Compression socks usually look like regular knee socks, but have varying levels of compression from the toes to just below the knee, gently squeezing your ankles and calves to keep blood flowing to your thighs.

Compression stockings help reduce the risk of DVT because they mimic the contractile function of the calf muscles, even when you're not walking. They're also good at preventing leg swelling in some people after a long plane trip.

Simply put, compression stockings apply external pressure to your lower legs, which, as the name suggests, compresses veins and keeps blood flowing.

When should compression socks be worn?

Longer flights, especially those lasting four hours or more, increase the risk of blood clots. For people at increased risk of DVT, it is recommended to discuss compression stockings and other individual-specific precautions with your primary care physician.

The risk of blood clots during air travel was generally low, but increased with time spent in the air.
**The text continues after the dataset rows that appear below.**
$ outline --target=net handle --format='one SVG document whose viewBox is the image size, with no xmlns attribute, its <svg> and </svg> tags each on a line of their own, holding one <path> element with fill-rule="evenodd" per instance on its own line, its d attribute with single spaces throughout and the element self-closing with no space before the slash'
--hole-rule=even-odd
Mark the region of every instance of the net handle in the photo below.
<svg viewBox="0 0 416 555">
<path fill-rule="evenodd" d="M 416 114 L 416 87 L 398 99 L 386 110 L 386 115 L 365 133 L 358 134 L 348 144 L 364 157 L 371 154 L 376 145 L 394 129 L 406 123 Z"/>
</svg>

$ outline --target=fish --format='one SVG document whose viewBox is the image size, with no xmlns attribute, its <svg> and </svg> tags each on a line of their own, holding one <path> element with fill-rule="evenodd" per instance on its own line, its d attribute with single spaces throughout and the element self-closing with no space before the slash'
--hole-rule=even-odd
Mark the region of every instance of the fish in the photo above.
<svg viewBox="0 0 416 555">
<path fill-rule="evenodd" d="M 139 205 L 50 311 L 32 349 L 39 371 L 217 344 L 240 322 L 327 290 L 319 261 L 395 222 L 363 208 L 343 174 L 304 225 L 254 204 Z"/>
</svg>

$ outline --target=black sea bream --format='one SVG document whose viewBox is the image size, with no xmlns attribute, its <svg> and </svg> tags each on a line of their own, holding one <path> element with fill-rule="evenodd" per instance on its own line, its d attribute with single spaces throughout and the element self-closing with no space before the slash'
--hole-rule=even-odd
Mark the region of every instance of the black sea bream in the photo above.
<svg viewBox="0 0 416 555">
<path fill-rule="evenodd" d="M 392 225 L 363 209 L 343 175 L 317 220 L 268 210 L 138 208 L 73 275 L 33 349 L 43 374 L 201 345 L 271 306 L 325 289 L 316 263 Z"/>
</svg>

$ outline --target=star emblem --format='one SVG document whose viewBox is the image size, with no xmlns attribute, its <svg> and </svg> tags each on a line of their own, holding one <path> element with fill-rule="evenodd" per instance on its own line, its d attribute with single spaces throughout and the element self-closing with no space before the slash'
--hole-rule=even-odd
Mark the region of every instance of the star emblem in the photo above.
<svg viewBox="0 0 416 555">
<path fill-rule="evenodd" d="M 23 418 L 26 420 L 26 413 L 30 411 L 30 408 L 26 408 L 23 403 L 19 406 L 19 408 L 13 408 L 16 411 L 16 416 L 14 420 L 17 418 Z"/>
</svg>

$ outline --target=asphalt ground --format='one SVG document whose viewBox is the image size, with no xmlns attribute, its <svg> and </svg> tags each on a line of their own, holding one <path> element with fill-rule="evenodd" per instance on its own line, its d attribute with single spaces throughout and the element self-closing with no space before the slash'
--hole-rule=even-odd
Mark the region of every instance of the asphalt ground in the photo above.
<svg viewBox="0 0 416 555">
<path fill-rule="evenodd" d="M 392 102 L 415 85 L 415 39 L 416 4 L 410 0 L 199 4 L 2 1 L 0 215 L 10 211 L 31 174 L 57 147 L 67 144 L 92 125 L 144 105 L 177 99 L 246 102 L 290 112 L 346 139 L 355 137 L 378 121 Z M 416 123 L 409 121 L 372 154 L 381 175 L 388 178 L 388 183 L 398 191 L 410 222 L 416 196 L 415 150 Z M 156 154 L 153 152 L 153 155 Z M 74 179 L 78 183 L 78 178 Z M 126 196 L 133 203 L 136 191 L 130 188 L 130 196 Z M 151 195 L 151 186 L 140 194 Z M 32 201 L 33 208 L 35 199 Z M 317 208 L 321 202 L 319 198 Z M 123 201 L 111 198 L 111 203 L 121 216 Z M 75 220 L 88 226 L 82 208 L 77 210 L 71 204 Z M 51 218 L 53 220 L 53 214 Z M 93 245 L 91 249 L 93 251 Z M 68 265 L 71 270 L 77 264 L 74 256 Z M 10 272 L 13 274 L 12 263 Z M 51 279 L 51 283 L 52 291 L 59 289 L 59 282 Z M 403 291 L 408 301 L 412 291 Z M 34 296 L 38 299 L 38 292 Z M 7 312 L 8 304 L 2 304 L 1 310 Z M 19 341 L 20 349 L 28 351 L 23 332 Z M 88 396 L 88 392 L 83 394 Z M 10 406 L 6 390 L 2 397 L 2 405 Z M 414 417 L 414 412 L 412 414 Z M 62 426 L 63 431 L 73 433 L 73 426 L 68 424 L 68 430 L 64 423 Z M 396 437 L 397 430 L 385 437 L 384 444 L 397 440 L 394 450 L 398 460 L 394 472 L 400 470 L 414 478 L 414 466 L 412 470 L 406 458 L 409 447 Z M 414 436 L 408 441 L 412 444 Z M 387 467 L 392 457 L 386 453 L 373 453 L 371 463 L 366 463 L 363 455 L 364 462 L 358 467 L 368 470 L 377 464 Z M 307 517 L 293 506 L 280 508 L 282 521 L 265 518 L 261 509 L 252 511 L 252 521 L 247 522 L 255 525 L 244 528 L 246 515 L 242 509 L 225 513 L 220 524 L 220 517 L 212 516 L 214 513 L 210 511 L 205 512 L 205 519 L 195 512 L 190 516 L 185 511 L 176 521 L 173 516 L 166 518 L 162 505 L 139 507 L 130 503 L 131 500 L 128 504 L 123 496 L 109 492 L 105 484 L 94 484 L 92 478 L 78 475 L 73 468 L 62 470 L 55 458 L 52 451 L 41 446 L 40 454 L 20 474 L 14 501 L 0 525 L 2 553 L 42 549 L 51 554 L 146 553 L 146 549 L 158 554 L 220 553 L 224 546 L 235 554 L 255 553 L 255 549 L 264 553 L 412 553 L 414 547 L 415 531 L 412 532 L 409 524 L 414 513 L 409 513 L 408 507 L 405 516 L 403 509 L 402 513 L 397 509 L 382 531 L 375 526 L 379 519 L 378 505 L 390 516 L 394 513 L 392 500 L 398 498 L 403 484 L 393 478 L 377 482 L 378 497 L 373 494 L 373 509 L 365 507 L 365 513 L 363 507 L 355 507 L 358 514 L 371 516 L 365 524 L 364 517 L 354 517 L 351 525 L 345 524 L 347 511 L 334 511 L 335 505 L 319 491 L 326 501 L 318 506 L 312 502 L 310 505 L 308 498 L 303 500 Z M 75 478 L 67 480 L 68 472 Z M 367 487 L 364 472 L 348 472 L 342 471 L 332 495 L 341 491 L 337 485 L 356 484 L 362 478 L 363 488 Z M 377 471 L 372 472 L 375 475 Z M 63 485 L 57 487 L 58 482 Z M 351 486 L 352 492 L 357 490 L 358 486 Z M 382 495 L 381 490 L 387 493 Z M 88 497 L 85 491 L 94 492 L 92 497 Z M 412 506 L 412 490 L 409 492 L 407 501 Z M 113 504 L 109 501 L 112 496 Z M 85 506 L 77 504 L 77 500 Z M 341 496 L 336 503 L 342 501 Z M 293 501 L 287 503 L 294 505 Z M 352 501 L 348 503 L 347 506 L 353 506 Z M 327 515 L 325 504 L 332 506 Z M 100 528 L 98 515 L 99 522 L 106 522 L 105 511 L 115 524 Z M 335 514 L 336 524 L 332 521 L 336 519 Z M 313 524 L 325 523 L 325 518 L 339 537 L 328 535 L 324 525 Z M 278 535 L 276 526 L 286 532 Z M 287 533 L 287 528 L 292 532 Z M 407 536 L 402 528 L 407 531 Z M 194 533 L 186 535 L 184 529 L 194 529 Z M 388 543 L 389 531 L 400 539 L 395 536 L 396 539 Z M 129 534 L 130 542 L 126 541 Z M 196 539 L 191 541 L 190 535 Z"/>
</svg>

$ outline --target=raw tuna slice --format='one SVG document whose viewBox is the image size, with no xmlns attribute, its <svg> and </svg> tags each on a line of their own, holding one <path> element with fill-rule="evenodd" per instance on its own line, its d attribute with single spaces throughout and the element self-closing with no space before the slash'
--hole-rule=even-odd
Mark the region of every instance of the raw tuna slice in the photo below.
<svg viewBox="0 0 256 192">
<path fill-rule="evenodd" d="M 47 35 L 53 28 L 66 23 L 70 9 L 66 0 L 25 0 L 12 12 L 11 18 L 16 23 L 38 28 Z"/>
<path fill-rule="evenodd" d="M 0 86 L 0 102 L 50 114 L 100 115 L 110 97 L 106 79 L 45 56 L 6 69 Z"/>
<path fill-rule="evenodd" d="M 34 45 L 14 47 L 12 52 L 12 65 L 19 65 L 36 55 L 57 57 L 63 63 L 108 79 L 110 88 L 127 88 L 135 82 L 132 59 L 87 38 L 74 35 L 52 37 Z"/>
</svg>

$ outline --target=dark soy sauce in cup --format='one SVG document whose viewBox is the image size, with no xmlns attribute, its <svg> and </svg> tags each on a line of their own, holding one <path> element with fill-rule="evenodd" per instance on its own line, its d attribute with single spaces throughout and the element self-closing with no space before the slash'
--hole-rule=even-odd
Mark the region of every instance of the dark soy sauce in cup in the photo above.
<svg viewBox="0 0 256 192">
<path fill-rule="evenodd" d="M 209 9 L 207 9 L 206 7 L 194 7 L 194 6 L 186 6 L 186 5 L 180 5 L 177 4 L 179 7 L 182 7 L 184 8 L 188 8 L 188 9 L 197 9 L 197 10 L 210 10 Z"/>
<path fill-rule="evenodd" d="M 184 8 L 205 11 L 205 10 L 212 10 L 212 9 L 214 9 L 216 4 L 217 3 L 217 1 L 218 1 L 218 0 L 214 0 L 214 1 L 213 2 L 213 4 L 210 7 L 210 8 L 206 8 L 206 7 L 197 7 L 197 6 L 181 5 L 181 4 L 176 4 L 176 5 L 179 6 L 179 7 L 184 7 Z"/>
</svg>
Therefore, he also supports the recommendation to wear compression stockings when flying for more than four or five hours - especially if you have had swelling or blood clots in your legs in the past or have a family history of blood clotting.

What level of compression socks do you need for flying?

What should you look for in compression stockings?

You first look for the compression level or mmHg they offer. The higher the number, the more stress on your leg. If you're wearing them too tightly, they can be difficult to put on and put on, and they can get pinched after a few hours of wearing, resulting in the dreaded "ham sausage" feeling.

Mild compression (8-15mmHg and 15-20mmHg) will provide light pressure on your legs, ideal for long journeys. Higher levels of compression, such as 20-30 mmHg to 30-40 mmHg, are usually the levels prescribed by doctors. (If your doctor prescribes it, make sure to get his or her recommended level of compression.)

After the compression level, you should also look for the material of the socks (cotton and bamboo tend to be softer than cheaper nylon versions) and fun colors if you don't want to look boring medical socks. Here are some of our favorite compression socks that surpass other brands in sheer comfort and style.

Are they worth buying or are they better spent on trendy new travel pillows?

What research tells us

Research evidence suggests that wearing compression stockings or stockings on flights of more than 5 hours can help reduce DVT in people without symptoms. Compression stockings and stockings can also help reduce leg swelling, discomfort, and blood clots that form near the surface of the skin. Research also shows that compression stockings are generally safe to use and there is little risk of injury from wearing them.

However, they're not cheap (ranging from $10 to $100, depending on the type), so whether they're a good investment for you depends on your DVT preferences and risk factors. Other risk factors for DVT include old age, obesity, pregnancy, smoking, or having cancer or one of several chronic diseases. It never hurts to seek advice from a doctor, especially since some people shouldn't wear compression stockings, such as those with nerve damage commonly seen in people with diabetes.

Other tips to prevent circulation problems on the way include standing and walking regularly, drinking water, and doing leg stretches. As for the pillow - it probably won't do anything to prevent DVT, but it may help you be more comfortable during the flight. Have a great trip!